Loss of p53 doesn't make a cell divide faster — it removes the surveillance system that would catch a damaged cell before it divided. A p53-null cell can replicate through DNA damage that would normally trigger arrest or death, accumulating further mutations with each division.
Beyond RB and p53
RB and p53 are the canonical examples but not the whole story. Other tumor suppressors operate across multiple layers:
| Suppressor | Function | Cancer context |
|---|---|---|
| PTEN | Phosphatase opposing PI3K/AKT signaling | Lost in ~30% of all cancers; especially endometrial, prostate, glioblastoma |
| APC | Regulates Wnt/β-catenin pathway | Mutated in ~80% of colorectal cancers |
| BRCA1/2 | DNA repair (homologous recombination) | Hereditary breast and ovarian cancer |
| VHL | Regulates HIF-1α (hypoxia response) | Clear cell renal cell carcinoma |
| NF1/NF2 | RAS-GAP activity; cytoskeletal regulation | Neurofibromatosis; schwannomas, meningiomas |
| SMAD2/4 | TGF-β pathway effectors | Pancreatic, colorectal cancers |
Intuition(Why TGF-β deserves its own mention)
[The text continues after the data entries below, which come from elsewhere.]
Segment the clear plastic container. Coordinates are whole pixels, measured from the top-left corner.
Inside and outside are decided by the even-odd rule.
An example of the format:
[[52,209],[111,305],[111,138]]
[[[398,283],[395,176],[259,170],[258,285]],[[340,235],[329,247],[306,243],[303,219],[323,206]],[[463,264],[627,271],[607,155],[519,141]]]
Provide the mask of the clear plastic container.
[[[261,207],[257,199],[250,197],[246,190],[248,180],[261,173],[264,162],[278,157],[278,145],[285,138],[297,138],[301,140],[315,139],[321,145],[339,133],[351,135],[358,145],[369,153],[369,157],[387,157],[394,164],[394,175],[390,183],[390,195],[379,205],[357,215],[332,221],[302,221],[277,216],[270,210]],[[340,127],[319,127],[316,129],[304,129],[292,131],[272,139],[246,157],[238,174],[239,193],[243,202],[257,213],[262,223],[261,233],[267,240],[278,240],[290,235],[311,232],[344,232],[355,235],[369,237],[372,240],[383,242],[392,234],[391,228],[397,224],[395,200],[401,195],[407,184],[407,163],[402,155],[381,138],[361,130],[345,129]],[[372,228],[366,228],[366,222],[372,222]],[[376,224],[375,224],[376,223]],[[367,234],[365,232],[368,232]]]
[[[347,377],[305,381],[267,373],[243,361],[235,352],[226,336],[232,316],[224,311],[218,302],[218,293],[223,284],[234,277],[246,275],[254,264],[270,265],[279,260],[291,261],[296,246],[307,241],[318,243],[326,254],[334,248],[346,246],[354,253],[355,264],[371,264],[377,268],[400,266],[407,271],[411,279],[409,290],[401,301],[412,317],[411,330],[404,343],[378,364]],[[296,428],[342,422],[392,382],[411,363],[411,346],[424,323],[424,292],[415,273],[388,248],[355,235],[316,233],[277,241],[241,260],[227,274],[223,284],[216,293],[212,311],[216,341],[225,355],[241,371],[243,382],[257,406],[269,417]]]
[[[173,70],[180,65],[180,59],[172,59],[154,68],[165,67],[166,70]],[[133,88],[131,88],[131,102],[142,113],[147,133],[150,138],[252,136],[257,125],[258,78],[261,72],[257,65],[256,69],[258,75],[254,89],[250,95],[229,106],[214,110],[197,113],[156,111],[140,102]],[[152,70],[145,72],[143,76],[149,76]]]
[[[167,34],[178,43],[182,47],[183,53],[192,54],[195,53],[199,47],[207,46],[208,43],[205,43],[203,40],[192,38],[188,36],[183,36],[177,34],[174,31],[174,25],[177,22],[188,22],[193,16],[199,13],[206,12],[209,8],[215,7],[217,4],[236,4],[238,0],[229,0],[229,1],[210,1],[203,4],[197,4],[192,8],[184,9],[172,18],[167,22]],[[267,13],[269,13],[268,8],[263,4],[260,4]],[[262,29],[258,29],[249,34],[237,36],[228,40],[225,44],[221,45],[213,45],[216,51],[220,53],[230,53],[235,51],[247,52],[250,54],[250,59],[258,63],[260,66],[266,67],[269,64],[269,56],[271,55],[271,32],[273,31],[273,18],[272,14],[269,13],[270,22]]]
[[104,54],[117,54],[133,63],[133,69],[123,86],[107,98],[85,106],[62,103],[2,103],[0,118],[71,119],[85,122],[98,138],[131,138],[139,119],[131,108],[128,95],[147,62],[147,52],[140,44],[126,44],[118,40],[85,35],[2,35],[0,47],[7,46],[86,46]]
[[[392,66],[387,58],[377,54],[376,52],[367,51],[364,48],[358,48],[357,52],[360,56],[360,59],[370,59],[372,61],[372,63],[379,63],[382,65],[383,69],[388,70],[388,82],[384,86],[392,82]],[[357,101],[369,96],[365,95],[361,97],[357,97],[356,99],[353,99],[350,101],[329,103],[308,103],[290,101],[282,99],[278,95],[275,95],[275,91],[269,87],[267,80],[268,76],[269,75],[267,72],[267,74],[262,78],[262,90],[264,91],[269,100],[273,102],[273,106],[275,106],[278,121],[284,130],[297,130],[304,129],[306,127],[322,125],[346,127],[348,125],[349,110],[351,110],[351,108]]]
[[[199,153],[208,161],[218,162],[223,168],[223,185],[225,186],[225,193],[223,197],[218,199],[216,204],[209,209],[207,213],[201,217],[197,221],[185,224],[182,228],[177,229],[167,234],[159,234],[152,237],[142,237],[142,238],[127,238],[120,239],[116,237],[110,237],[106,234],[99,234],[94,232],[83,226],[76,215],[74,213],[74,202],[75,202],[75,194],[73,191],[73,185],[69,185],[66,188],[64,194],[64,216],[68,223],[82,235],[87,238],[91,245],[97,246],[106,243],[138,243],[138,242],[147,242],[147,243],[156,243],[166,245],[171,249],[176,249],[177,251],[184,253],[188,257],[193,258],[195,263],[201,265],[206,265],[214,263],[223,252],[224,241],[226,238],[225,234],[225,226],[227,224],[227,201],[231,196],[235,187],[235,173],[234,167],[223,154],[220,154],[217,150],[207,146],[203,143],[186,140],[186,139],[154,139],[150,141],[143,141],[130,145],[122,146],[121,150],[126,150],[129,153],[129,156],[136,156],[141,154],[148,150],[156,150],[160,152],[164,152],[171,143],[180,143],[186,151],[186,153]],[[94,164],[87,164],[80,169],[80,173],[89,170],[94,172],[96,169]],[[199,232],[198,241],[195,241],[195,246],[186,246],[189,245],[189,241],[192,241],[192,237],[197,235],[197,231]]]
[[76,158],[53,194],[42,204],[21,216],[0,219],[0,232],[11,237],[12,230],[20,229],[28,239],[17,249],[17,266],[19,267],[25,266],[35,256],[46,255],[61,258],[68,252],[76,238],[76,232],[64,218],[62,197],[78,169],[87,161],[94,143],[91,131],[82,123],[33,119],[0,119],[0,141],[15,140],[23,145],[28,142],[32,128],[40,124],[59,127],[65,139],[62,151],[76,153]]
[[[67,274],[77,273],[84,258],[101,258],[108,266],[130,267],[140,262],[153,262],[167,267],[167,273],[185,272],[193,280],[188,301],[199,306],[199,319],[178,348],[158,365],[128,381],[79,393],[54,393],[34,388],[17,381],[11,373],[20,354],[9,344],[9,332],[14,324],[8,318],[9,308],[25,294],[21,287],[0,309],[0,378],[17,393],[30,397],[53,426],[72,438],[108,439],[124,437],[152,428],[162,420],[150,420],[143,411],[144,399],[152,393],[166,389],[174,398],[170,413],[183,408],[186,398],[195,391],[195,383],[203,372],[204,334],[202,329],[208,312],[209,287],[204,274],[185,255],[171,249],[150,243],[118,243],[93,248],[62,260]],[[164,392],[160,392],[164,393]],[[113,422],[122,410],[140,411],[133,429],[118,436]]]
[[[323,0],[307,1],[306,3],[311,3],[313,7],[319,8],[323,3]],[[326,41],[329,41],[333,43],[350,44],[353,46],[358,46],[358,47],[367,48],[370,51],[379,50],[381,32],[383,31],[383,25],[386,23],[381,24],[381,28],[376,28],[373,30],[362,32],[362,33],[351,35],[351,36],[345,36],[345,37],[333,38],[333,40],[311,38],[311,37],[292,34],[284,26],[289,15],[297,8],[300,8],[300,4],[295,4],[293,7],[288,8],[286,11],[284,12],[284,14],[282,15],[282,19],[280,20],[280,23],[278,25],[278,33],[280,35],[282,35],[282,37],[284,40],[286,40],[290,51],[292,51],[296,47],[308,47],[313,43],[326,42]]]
TGF-β (transforming growth factor beta) is a cytokine that normally suppresses epithelial cell proliferation — it's a growth inhibitor in many cell types. In early cancer, cells evade its anti-proliferative signal by mutating its receptors (TGFBR1, TGFBR2) or its downstream effectors (SMAD2, SMAD4). In a dark irony, later-stage cancers often co-opt TGF-β and begin secreting it themselves — at that point it promotes invasion and immune suppression instead of inhibiting growth. The same pathway switches from brake to accelerant as the tumor evolves.
Contact inhibition
There's one more suppressive mechanism worth understanding — one that doesn't map neatly to a single gene: contact inhibition.
Normal epithelial cells stop dividing when they make contact with neighboring cells. A confluent layer of cells is growth-arrested — the cells sense physical crowding and switch off proliferation. This is mediated partly by the Hippo pathway (through YAP/TAZ transcription factors) and partly by E-cadherin signaling at cell junctions.
Cancer cells lose contact inhibition. They pile up on each other, growing in three dimensions instead of forming a well-organized single layer. Loss of E-cadherin — which happens early in many epithelial cancers and is required for epithelial-mesenchymal transition — disrupts the junction-based signaling that enforces this behavior.
Summary(Summary)
Hallmark #2 is the mirror image of hallmark #1. Where #1 is about generating growth signals autonomously, #2 is about ignoring the signals that say stop. The primary mechanisms are inactivation of RB (removing the G1 checkpoint gatekeeper), loss of p53 (disabling the stress-response surveillance system), and disruption of other suppressors across multiple pathways (PTEN, APC, SMAD4, TGF-β receptors). Cancer rarely disables just one suppressor — it tends to accumulate multiple lesions across these parallel braking systems, making the eventual phenotype robust to any single therapeutic intervention targeting one pathway.